Saw an ad for this in a local paper
http://www.auctionzip.com/PA-Auctioneers/15592.html



> 125 Winross trucks including many Freight trucks, Doubles, Highway Pioneer, Pa. Railroad set, Pa. Farm Show, PSATS and more; PEM trucks; Trucking memorabilia; 20 Franklin & Danbury Mint cars; 3 Franklin Mint airplanes; Micro Machine sets; York Fair cars; Ertl American racing fuel tanker; Caterpillar, Grove, JCB & Volvo construction equipment; Pressed Steel trucks: Smith-Miller Tow truck, Mack Flatbed w/Load, Mack Box van, COE Freuhauf Low-Boy, COE Lyons van Line, COE T/T, Grain trailer; Model Toy Fire engine; Tonka Rollbacks, Allied van Lines, Green Hi-Way low-boy w/shovel, Hi-Way dump truck, Wood hauling truck & trailer, Tonka Farms stake truck, Pick-up, Custom tanker and more; Tru-Scale Grain truck (Series B); Ertl Fleetstar t/t & flatbed; Buddy-L Aerial Fire engine (O.B.), Ice truck, Concrete truck, Texaco tanker; Wyandotte trucks; Nylint U-Haul & Dozer; Structo Telephone truck; Marx Shop-Rite t/t; and many others.

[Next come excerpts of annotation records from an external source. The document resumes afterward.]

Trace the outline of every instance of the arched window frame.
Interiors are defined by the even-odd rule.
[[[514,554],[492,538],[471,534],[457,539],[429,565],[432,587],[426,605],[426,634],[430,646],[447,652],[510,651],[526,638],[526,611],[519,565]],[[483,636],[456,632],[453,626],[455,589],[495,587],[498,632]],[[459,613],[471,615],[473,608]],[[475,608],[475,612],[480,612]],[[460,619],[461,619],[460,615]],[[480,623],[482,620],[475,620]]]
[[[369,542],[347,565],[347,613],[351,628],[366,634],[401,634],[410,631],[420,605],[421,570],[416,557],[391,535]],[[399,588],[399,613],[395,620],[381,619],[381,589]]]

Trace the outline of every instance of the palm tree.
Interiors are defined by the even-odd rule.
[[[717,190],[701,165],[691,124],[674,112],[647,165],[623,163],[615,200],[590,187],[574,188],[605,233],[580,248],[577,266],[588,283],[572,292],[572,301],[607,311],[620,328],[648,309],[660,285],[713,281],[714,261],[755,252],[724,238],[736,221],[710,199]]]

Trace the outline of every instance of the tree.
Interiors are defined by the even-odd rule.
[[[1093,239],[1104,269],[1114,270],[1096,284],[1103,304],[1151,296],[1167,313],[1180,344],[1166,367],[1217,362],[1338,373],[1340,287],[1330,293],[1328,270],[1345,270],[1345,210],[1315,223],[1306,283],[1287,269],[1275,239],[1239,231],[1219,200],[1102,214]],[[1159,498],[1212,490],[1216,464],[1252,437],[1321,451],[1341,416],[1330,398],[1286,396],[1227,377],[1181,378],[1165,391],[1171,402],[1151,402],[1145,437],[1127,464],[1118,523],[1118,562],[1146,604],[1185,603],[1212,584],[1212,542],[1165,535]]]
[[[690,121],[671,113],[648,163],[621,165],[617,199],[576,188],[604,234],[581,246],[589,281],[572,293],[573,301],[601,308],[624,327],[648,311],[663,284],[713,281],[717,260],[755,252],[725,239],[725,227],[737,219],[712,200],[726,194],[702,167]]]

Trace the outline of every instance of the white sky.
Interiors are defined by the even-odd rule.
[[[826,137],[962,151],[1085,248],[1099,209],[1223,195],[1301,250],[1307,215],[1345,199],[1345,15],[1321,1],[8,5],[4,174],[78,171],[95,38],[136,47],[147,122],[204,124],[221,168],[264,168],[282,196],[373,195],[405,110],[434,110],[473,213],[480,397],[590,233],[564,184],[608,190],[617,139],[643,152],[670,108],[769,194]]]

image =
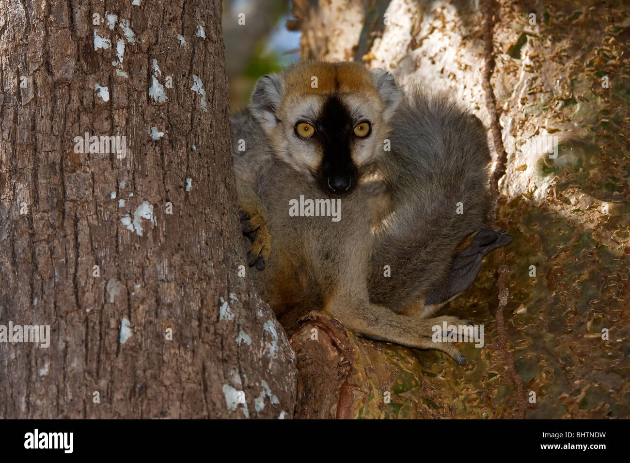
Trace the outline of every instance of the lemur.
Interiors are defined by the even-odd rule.
[[[432,327],[462,321],[432,316],[511,241],[484,227],[481,121],[444,96],[404,94],[384,71],[304,61],[261,77],[232,131],[248,263],[285,328],[318,310],[466,365],[432,340]],[[340,220],[290,215],[301,196],[338,199]]]

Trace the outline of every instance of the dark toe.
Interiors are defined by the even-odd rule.
[[[265,258],[264,257],[261,257],[261,258],[259,258],[258,260],[256,260],[256,268],[258,270],[265,270]]]

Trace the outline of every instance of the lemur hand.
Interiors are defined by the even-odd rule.
[[[272,236],[267,228],[267,219],[260,208],[241,205],[239,211],[243,234],[249,238],[251,246],[247,253],[247,263],[259,270],[264,270],[271,251]]]

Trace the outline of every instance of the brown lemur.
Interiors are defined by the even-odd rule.
[[[318,310],[465,365],[432,340],[432,327],[462,321],[432,316],[511,241],[484,227],[491,158],[479,119],[444,96],[404,95],[382,70],[301,62],[261,77],[232,130],[248,264],[287,330]],[[298,203],[302,216],[290,214]]]

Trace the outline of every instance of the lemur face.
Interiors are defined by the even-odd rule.
[[[323,191],[346,194],[384,153],[401,98],[391,75],[353,63],[300,63],[259,81],[253,113],[276,156]]]

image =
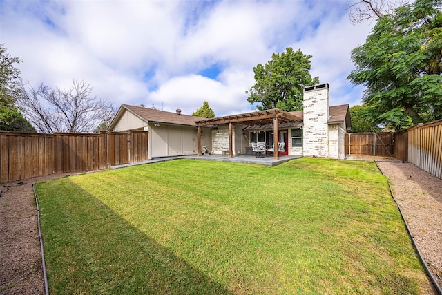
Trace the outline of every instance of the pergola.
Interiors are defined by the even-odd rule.
[[[211,119],[196,121],[198,137],[198,155],[201,155],[201,127],[214,126],[229,124],[229,157],[233,158],[233,125],[241,124],[244,125],[269,124],[273,126],[273,142],[278,142],[279,122],[302,122],[302,120],[289,113],[278,108],[265,111],[257,111],[239,115],[230,115]],[[274,149],[273,160],[279,160],[278,149]]]

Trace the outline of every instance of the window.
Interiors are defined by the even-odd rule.
[[[291,129],[291,146],[302,147],[302,129],[300,128]]]

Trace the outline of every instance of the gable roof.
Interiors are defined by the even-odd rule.
[[[330,106],[329,111],[329,123],[345,122],[345,126],[351,128],[350,108],[348,104]]]
[[[118,110],[115,117],[110,123],[111,128],[115,122],[118,122],[123,115],[124,111],[128,111],[138,117],[146,123],[149,122],[159,122],[160,123],[169,123],[178,125],[196,126],[195,122],[202,119],[200,117],[191,116],[189,115],[178,115],[177,113],[166,112],[164,111],[155,110],[153,108],[144,108],[142,106],[130,106],[128,104],[122,104]]]

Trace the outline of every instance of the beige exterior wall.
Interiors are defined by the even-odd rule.
[[[292,146],[291,145],[291,129],[289,129],[289,136],[287,140],[289,141],[289,155],[302,155],[303,149],[302,146]]]
[[[233,136],[235,136],[234,130]],[[235,146],[233,146],[234,150]],[[214,155],[222,155],[229,152],[229,128],[212,130],[212,149],[209,151],[211,151]]]
[[[244,125],[233,125],[232,138],[232,149],[234,155],[241,155],[246,153],[246,146],[249,144],[248,139],[243,136],[242,129]],[[211,153],[215,155],[222,155],[229,153],[229,128],[222,127],[218,129],[213,129],[212,134]]]
[[[249,138],[245,135],[242,129],[246,125],[234,125],[235,136],[233,137],[233,153],[235,155],[245,155],[246,146],[249,145]]]
[[[146,126],[147,126],[147,123],[145,121],[126,111],[115,124],[113,131],[117,132],[125,131]]]

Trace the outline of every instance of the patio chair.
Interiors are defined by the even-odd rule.
[[[256,144],[256,151],[258,157],[264,157],[262,153],[265,153],[265,142],[258,142]]]
[[[285,142],[278,142],[278,151],[285,151]]]

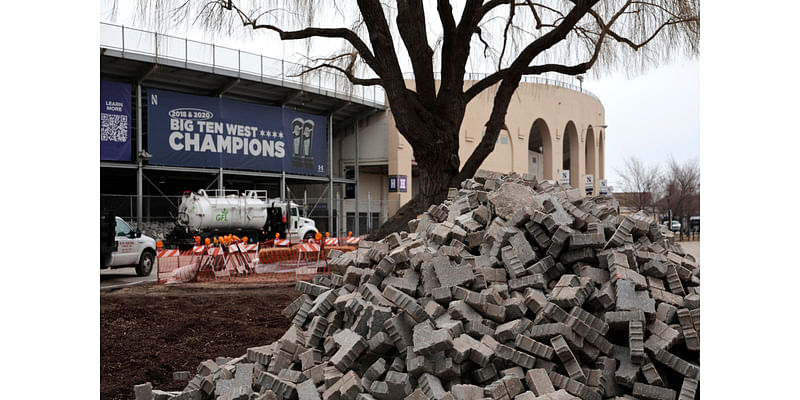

Camaro & Corvette Beam decanters; Carrera Drag strip; Sizzlers Race set; Large collection of 1/18th, 1/32nd & 1/64th cars; Camaro R.C. cars; Baldwin, C.O.P.D., Z-28’s, Yenko and other American Muscle, Big Time & Muscle Machine cars; Funny cars, Pro-Stock & Dragsters; Ford 1/18th engines & Funny cars; Slot car set w/cars; Boxed Power Rangers & accessories; Ertl Farm Country sets; John Deere 40 & 450 Crawlers; First Gear trucks; Fishing Lures and more not advertised.
> 
> 
> ***Second Auctioneer selling 15 tables of Diecast & Plastic toys & Collectibles including Wizard of Oz Franklin Mint figures; Drag Racing photos & art; Cross Country skis; Action Figures, Nascar collection of Cars & haulers, Hess trucks, HotWheels, Matchbox, Winross, RailRoad books and much more not advertised.


----------



## pete (Jan 2, 2008)

They sure charge a high premium . Pete


----------